Beyond the everyday experience of place
University of Technology, Sydney
Our everyday experiences of the places we visit can provide us with comfort and reassurance. The familiarity of our home and our community help us to define how we see ourselves situated in the world. The papers in this collection begin with the everyday experiences of places in Sydney to draw out the unfamiliar from the familiar and thereby an understanding of the particular way that the social, cultural and political are conceptualised in our daily lives. By putting forward alternative readings of these places the authors in this collection show that issues regarding identity, heritage, consumerism, spectacle and knowledge are questions that still resonate with our times.
The intersection of gender and the construction of social places in society is the theme of Sperring's questioning of a local council's decision to continue to provide a space reserved for women. Sperring argues that restricting access based on biology places us in the position of asking, who is not a woman? She concludes that only by answering this question will we understand society's need for places of exclusion.
Amy Rathbone's interest in national identity leads her to interrogate the educational role of Hyde Park Barracks. Rathbone argues that as the Barracks has increasingly focussed on displays of pride in its colonial past it has also become a mechanism for concealing the classed nature of Australian society. Related to national identity is the idea of heritage and what gets inherited from earlier times. Lauren Perry examines the changes to the use of a heritage listed building to argue that over time a building becomes embedded with cultural, political and emotional significance that can create a sense of belonging through memories and experiences within the local community.
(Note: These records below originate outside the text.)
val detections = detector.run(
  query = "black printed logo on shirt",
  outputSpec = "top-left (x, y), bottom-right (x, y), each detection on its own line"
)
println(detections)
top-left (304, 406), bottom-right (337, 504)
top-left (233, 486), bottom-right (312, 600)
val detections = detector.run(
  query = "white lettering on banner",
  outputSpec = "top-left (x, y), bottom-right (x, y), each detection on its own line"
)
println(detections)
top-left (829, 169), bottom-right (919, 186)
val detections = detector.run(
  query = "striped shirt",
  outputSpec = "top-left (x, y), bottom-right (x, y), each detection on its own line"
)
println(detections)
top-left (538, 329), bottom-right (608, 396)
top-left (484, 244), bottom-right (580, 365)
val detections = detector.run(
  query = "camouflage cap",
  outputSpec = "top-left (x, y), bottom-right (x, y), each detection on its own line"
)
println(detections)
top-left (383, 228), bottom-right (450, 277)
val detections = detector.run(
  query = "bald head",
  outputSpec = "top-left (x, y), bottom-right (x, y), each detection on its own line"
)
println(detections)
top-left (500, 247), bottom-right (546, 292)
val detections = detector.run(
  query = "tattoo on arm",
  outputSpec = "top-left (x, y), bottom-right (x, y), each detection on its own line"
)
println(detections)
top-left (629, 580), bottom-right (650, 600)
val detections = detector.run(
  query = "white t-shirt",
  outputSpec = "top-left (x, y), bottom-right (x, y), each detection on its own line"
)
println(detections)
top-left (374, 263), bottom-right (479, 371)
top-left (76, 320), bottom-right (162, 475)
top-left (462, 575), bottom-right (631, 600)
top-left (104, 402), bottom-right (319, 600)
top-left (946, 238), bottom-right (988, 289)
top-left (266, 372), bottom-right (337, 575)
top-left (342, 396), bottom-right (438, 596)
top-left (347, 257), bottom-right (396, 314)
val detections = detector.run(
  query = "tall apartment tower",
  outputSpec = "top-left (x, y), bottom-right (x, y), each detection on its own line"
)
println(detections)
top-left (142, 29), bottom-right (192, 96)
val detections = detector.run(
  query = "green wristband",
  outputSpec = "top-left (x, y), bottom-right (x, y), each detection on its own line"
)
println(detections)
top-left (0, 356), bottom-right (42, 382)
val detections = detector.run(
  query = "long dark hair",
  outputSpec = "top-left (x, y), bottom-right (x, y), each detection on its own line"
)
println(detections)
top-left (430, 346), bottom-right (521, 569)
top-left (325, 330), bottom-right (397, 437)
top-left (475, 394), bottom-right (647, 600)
Jasmina Dugalic inheritance of cultural memories can only go so far in our consumerist society. In order to retain the prestige that comes from associations with the monarchy, the Queen Victoria Building exploits a link between style from Victorian England and the material existence of the colonies while hiding the machinery of capitalism from public view. Sally Coleman finds a similar search for identity underway in the consumerism that occurs in community markets. She questions whether the idea of 'authenticity' represented by the qualities of the products on sale can survive the questioning of reality and representation being waged by postmodernism.
Cindy Hoang uses the idea of the carnival to argue that society has become a series of continually changing spectacles. This is particularly clear at St Stephen's Anglican Church where the spectacle can move from spiritual enlightenment to hedonistic oblivion overnight. Hoang argues that this raises the question of the relevance of spirituality when it is confronted with the material desires of the body. Antonio Panuccio weaves his own personal experiences of an ocean cliff in the eastern Sydney suburbs known as "The Gap" with its strong associations of personal, social and historic tragedy. Panuccio plays with the form of the essay to argue that concepts like modernism and postmodernism are too large to capture the intuitive experiences of the everyday.
In our last two papers Mona Malamiri examines notions of Aboriginal tradition, culture and community within the Australian social context. For the Riverside Walk along Parramatta river raises issues of multiculturalism and tolerance of indigenous culture rather than the hopes of reconciliation held by many indigenous and non—indigenous people in today's world. Nelson also challenges us to rethink our views of indigenous knowledge by exploring contemporary indigenous artwork located in Sydney's Botanical Gardens. Nelson argues that the Gardens challenge the relevance of the tradition and culture of Indigenous Australians for the modern nationstate which continues today in denying the contemporary discourses of urban Aborigines by valuing a 'traditional' Aboriginal way of life lost through colonisation.